И только великий князь Павел возился с Фридрихом-Вильгельмом, из-за чего тот все больше отдалялся от Екатерины и Потёмкина. Екатерина устроила в Эрмитажном театре спектакль, бал и ужин в честь принца Пруссии, но увидев, что он явился туда вместе с великим князем и его женой, сказала Харрису: «Хочу, чтобы вы защитили меня от этих увальней», после чего исчезла. Дипломаты интересовались, где же императрица. Оказалось, что она играла в бильярд с Потёмкиным и де Линем [17].

Императрица и светлейший князь вздохнули свободно, когда Фридрих-Вильгельм наконец удалился, не получив ничего. Он заметил, что его приняли холодно: став королем, он отомстит. Но де Линя русские отпустили с трудом. «Дипломатический жокей», как истинный джентльмен, остался немного дольше. Наконец в октябре он настоял на том, что ему пора уезжать, и Потёмкин отправился с ним, чтобы показать один из своих полков, и отпустил только с горой подарков: лошадьми, крепостными и инкрустированной бриллиантами шкатулкой. Потёмкин скучал по де Линю и постоянно спрашивал Кобенцля, когда тот вернется.
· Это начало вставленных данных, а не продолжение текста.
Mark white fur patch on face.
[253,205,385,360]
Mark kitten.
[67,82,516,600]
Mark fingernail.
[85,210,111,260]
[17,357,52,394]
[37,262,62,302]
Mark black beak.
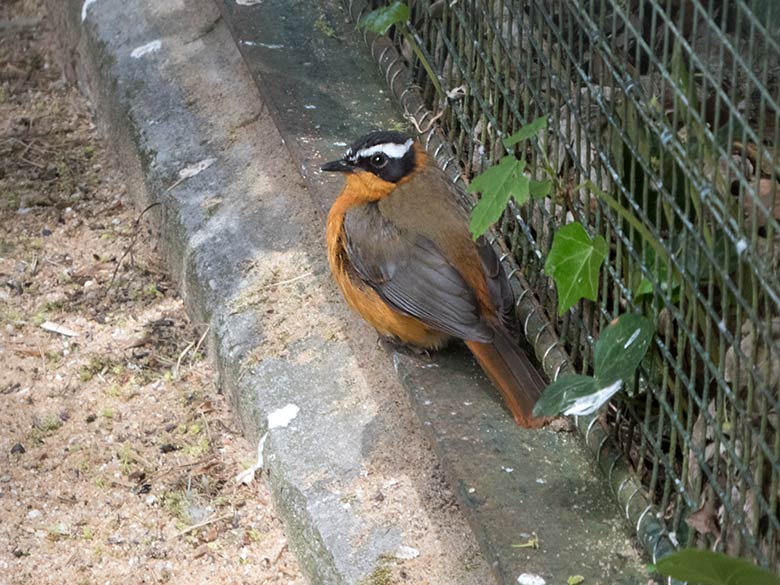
[320,159,355,173]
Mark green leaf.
[468,155,530,240]
[656,548,780,585]
[504,116,547,148]
[544,222,607,315]
[529,181,552,199]
[358,1,409,35]
[534,314,654,416]
[533,374,604,416]
[593,313,655,387]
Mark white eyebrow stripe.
[357,138,414,158]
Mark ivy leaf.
[534,314,654,416]
[504,116,547,148]
[533,374,608,416]
[655,548,780,585]
[468,155,530,240]
[358,1,409,35]
[544,222,607,315]
[593,313,655,387]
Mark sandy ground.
[0,0,304,585]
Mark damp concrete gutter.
[48,0,647,585]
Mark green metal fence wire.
[347,0,780,571]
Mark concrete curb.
[49,0,490,585]
[48,0,646,585]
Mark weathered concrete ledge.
[49,0,646,585]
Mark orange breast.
[326,175,448,349]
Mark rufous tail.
[466,327,551,429]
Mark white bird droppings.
[239,40,284,49]
[268,404,301,430]
[130,39,162,59]
[623,329,642,349]
[236,404,301,485]
[395,544,420,561]
[517,573,547,585]
[563,380,623,416]
[179,158,217,180]
[81,0,96,22]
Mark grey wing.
[476,236,520,338]
[344,205,494,343]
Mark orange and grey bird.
[322,132,546,428]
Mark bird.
[321,131,548,428]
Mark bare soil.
[0,0,304,584]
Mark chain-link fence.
[352,0,780,570]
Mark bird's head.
[322,131,425,184]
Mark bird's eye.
[371,154,387,169]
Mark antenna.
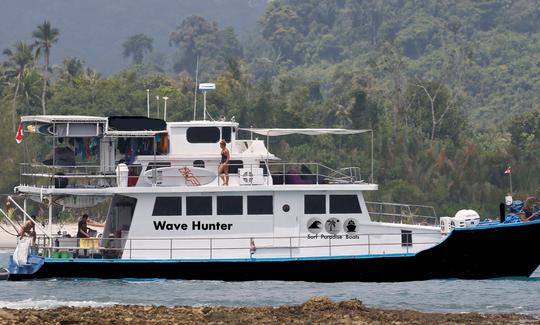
[193,55,199,121]
[156,96,159,118]
[199,83,216,121]
[163,96,169,121]
[146,89,150,118]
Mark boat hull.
[9,222,540,282]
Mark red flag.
[15,123,23,143]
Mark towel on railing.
[13,238,32,267]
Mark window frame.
[216,195,244,216]
[186,195,214,217]
[152,196,184,217]
[304,194,328,215]
[186,126,221,144]
[246,194,274,215]
[328,194,362,214]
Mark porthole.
[193,160,204,168]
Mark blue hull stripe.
[45,253,416,263]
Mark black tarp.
[108,116,167,131]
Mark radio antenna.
[193,55,199,121]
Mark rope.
[0,224,18,237]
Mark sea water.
[0,250,540,317]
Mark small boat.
[6,115,540,282]
[0,267,9,281]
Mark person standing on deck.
[218,139,231,185]
[19,216,36,246]
[77,213,103,238]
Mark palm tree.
[122,34,154,64]
[3,41,34,129]
[32,20,60,115]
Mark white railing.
[366,201,439,226]
[19,162,362,188]
[33,232,440,259]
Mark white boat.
[6,116,540,282]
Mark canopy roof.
[240,128,371,137]
[21,115,107,124]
Именно этого австрийцы и добивались. Они засыпали Потёмкина комплиментами; вот один из примеров дипломатической лести: Кобенцль попросил своего императора по возможности упоминать о достоинствах Потёмкина в депешах, написанных «открытым текстом». Одновременно он польстил и Иосифу, отметив, что русский политик ценит мнение кайзера выше, чем слова королей Пруссии или Швеции. Но прямые комплименты императора необходимо было сохранить для особых случаев. Кроме того, он просил Иосифа также передать привет племянницам Потёмкина, девицам Энгельгардт [18].

Семнадцатого (28) ноября 1780 года Иосиф освободился от оков благоразумной Марии Терезии. Ее смерть после сорока лет правления дала Иосифу возможность практически разрушить наследие Габсбургов таким образом, какой даже Фридрих Прусский не мог представить. В траурных письмах, которыми обменивались Вена и Петербург, горе с трудом скрывало усмешку. «Император, – писал де Линь в письме к Потёмкину 25 ноября, всего через неделю после смерти императрицы, – исполнен дружеских чувств к вам ‹…› Я имел истинное удовольствие убедиться, что они полностью совпадают с моими ‹…› Давайте мне знать время от времени, что вы меня не забыли» [19]. Так вопрос, конечно, даже не стоял.

Когда тело императрицы-королевы было погребено в Кайзергруфте – императорской усыпальнице в венской капуцинской церкви, – Иосиф понял, что может начать сближение с Россией. Потёмкин заявил Кобенцлю о своей «заинтересованности» и «серьезности намерений». Екатерина позаботилась о том, чтобы обо всех подробностях сообщали ей, а не «старому мошеннику» Панину, как она назвала его в письме к Потёмкину [20]. Екатерина и Иосиф сосредоточились на грядущей борьбе с султаном.